Forschungsarbeit: Das neue Umweltinformationsrecht

Das neue Umweltinformationsrecht

Analyse der Regelungen und Auswirkungen auf Unternehmen am Beispiel der Unternehmen in Hamburg

Umweltrecht in Forschung und Praxis, Band 36

Hamburg 2008, 248 Seiten
ISBN 978-3-8300-3411-7 (Print & eBook)

Aarhus-Konvention, Hamburgisches Umweltinformationsgesetz, HmbUIG, Informationsfreiheit, Informationszugang, Rechtswissenschaft, UIG, Umwelt, Umweltinformationsgesetz, Umweltinformationsrecht, Umweltinformationsrichtlinie, Wirtschaft

Zum Inhalt

Mit Unterzeichnung der Aarhus-Konvention (1998) und der folgenden Novellierung der Umweltinformationsrichtlinie (2003) wurde u.a. der Behördenbegriff erheblich erweitert. Damit sind nicht mehr nur öffentliche Stellen, sondern auch bestimmte Personen des Privatrechts erfasst und unterliegen somit unmittelbar den Informationspflichten. Der Weg über die aufsichtführende Behörde entfällt.

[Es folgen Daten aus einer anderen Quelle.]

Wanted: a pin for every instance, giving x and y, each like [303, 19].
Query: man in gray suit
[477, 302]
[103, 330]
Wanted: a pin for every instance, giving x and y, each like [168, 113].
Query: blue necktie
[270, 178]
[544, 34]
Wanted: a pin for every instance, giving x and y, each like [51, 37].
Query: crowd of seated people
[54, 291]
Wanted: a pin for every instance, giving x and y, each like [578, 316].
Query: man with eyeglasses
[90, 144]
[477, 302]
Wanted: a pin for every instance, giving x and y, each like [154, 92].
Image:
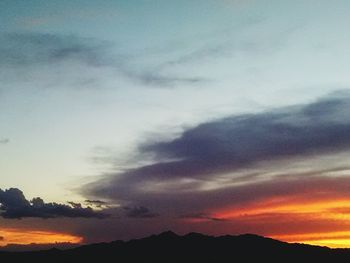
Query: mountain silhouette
[169, 247]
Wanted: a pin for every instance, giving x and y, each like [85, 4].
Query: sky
[120, 119]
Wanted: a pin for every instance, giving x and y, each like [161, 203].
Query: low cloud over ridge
[14, 205]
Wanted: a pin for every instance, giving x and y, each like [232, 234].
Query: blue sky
[85, 85]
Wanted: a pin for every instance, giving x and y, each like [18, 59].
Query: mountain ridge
[192, 247]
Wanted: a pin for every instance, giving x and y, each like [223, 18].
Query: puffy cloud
[14, 205]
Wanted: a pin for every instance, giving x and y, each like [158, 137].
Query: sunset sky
[120, 119]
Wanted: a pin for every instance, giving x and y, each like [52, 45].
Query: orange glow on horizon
[335, 233]
[26, 237]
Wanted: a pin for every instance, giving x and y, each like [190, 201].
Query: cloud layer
[239, 159]
[14, 205]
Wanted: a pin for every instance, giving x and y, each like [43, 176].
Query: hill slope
[193, 247]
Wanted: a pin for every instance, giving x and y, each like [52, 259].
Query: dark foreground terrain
[193, 247]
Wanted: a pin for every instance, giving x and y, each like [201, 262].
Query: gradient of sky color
[98, 97]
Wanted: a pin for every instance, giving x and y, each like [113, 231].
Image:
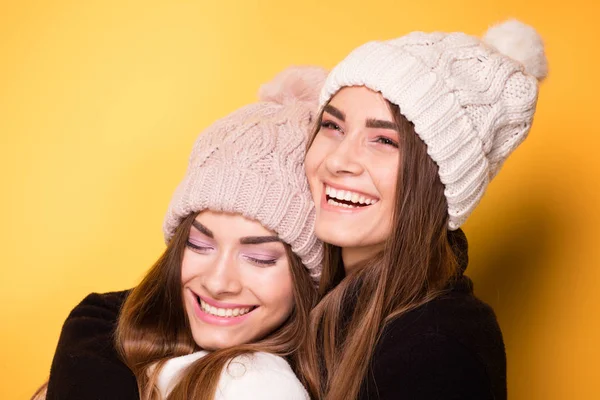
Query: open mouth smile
[212, 311]
[347, 198]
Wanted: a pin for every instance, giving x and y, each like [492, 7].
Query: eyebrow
[377, 123]
[203, 229]
[244, 240]
[335, 112]
[259, 239]
[371, 122]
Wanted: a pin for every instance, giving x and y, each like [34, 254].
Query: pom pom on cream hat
[471, 100]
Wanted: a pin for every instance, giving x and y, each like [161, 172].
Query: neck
[354, 257]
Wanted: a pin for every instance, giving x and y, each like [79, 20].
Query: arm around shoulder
[429, 366]
[86, 364]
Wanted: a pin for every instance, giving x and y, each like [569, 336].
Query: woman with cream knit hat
[225, 309]
[412, 131]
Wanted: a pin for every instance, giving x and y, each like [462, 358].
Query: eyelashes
[330, 125]
[256, 261]
[384, 140]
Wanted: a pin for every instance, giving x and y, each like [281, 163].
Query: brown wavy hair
[153, 327]
[416, 265]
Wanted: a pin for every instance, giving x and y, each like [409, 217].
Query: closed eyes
[256, 261]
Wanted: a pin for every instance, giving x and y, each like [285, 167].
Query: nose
[222, 278]
[345, 158]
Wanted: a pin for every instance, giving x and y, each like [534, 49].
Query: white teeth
[223, 312]
[347, 195]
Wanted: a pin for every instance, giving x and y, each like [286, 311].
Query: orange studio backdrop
[100, 102]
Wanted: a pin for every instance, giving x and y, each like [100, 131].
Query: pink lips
[329, 207]
[214, 319]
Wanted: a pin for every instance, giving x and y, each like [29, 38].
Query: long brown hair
[416, 265]
[153, 327]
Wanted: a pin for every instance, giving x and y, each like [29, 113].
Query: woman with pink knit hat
[411, 132]
[224, 310]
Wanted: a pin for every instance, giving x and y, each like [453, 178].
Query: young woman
[411, 132]
[223, 311]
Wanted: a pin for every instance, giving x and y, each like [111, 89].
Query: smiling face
[236, 278]
[352, 169]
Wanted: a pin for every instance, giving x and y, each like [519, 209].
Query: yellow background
[100, 102]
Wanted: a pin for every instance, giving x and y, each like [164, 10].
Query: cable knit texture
[471, 104]
[252, 163]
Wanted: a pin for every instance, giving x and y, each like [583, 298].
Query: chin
[337, 237]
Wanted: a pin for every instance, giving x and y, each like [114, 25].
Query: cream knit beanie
[252, 163]
[471, 101]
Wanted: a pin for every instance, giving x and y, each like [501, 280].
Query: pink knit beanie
[252, 163]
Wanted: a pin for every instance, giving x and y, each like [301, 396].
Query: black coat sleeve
[86, 364]
[426, 367]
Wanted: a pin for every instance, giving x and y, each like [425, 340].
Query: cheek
[191, 266]
[277, 293]
[315, 156]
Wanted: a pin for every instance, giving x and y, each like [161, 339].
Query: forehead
[227, 225]
[360, 103]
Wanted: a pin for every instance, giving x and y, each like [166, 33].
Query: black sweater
[449, 349]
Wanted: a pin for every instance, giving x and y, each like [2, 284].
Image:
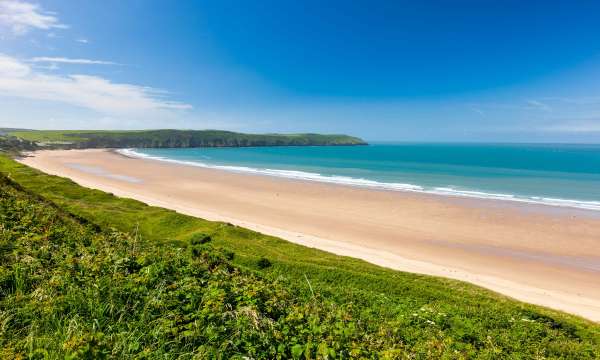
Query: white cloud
[539, 105]
[18, 80]
[64, 60]
[20, 17]
[585, 126]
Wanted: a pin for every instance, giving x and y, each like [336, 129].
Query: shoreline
[570, 204]
[461, 239]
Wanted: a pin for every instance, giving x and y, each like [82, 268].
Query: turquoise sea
[560, 175]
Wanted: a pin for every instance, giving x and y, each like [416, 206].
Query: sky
[484, 71]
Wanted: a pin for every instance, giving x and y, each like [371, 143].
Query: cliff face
[179, 139]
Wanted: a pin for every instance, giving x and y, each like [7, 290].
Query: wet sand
[539, 254]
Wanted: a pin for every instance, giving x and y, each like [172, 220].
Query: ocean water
[559, 175]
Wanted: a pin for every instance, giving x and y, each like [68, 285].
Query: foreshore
[533, 253]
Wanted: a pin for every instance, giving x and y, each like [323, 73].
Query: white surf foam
[345, 180]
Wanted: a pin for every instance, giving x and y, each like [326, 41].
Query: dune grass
[333, 306]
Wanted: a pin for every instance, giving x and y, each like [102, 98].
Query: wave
[366, 183]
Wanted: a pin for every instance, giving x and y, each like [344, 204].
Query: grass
[347, 305]
[175, 138]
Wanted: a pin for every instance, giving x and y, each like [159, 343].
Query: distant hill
[79, 139]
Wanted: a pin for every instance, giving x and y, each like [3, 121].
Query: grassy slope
[177, 138]
[429, 316]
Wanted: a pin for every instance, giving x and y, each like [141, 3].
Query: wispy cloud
[64, 60]
[591, 125]
[18, 80]
[20, 17]
[539, 105]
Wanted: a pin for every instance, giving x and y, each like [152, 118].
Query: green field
[174, 138]
[85, 274]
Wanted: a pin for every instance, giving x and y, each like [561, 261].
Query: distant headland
[170, 138]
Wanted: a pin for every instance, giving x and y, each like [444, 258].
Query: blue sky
[387, 70]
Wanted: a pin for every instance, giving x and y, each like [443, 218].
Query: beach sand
[539, 254]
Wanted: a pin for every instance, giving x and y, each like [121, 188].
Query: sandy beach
[539, 254]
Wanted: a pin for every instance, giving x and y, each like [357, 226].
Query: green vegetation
[15, 145]
[175, 139]
[85, 274]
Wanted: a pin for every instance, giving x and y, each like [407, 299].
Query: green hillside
[175, 139]
[85, 274]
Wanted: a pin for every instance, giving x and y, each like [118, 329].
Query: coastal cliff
[74, 139]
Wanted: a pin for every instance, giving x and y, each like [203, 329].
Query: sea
[565, 175]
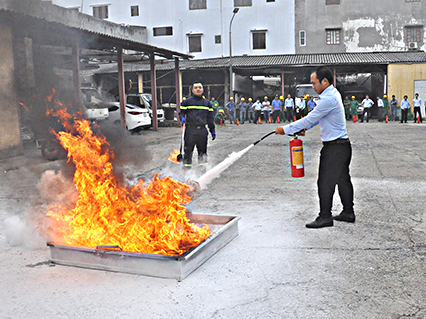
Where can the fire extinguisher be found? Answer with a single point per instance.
(296, 157)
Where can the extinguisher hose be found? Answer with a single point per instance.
(263, 137)
(295, 135)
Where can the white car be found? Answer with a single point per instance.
(94, 108)
(144, 100)
(136, 117)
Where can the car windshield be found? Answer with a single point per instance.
(303, 90)
(148, 98)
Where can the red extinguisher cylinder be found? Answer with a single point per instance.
(296, 157)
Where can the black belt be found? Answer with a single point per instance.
(196, 126)
(338, 141)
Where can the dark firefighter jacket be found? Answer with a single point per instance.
(198, 112)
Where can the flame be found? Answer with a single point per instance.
(173, 156)
(139, 218)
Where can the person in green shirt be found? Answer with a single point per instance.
(347, 105)
(214, 104)
(386, 106)
(353, 106)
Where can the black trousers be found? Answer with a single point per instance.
(417, 111)
(257, 115)
(334, 170)
(404, 115)
(195, 137)
(367, 112)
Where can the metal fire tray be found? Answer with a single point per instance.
(111, 258)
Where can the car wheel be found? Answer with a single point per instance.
(52, 151)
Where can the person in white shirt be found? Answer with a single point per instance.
(417, 103)
(367, 103)
(381, 107)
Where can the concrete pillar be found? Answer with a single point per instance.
(140, 83)
(121, 92)
(153, 92)
(178, 85)
(76, 72)
(10, 139)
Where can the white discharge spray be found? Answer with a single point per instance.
(213, 173)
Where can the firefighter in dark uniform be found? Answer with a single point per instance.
(196, 112)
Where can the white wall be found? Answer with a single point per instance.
(277, 17)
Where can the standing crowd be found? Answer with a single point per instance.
(275, 111)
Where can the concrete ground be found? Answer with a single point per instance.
(275, 268)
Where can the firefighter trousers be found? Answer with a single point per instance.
(195, 137)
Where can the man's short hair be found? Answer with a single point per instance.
(322, 73)
(197, 82)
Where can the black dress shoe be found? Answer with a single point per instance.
(345, 217)
(320, 222)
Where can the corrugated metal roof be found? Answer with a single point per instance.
(277, 61)
(129, 37)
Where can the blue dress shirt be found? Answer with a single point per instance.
(329, 114)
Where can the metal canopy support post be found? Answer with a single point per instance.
(334, 77)
(231, 89)
(76, 71)
(153, 92)
(121, 94)
(178, 89)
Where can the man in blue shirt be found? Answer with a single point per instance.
(336, 152)
(311, 104)
(367, 103)
(289, 108)
(276, 105)
(405, 105)
(417, 103)
(230, 107)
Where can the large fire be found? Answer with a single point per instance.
(149, 218)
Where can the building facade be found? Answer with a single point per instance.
(336, 26)
(201, 27)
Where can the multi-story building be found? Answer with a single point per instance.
(336, 26)
(202, 28)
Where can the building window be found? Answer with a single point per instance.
(162, 31)
(302, 38)
(197, 4)
(259, 40)
(134, 11)
(333, 36)
(194, 42)
(413, 34)
(100, 12)
(242, 3)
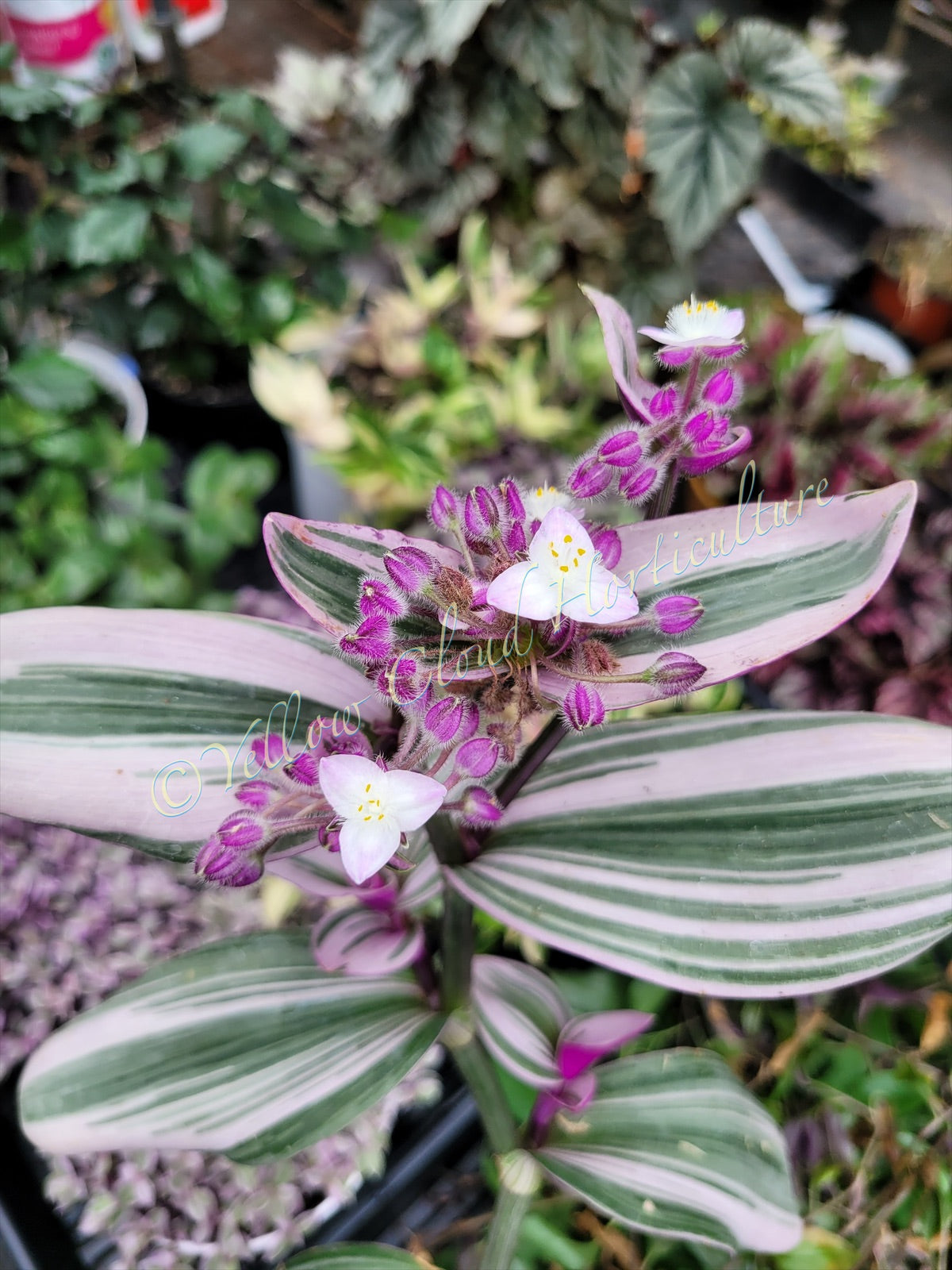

Die Autorin untersucht die Konsequenzen dieser Neuregelung für Personen des Privatrechts. Exemplarisch werden hier die Unternehmen in Hamburg betrachtet. Zunächst analysiert die Autorin eingehend, unter welchen Voraussetzungen Personen des Privatrechts von den Regelungen des Umweltinformationsrechts erfasst sind und welche Rechtspositionen Unternehmen hierbei einnehmen können. Betroffene Unternehmen lassen sich dabei drei Fallgruppen zuordnen: Antragstellern, informationspflichtigen Stellen oder betroffenen Dritten. In einem zweiten Schritt werden die sich hierbei für die betroffenen Unternehmen jeweils ergebenden Rechte und Pflichten detailliert dargestellt.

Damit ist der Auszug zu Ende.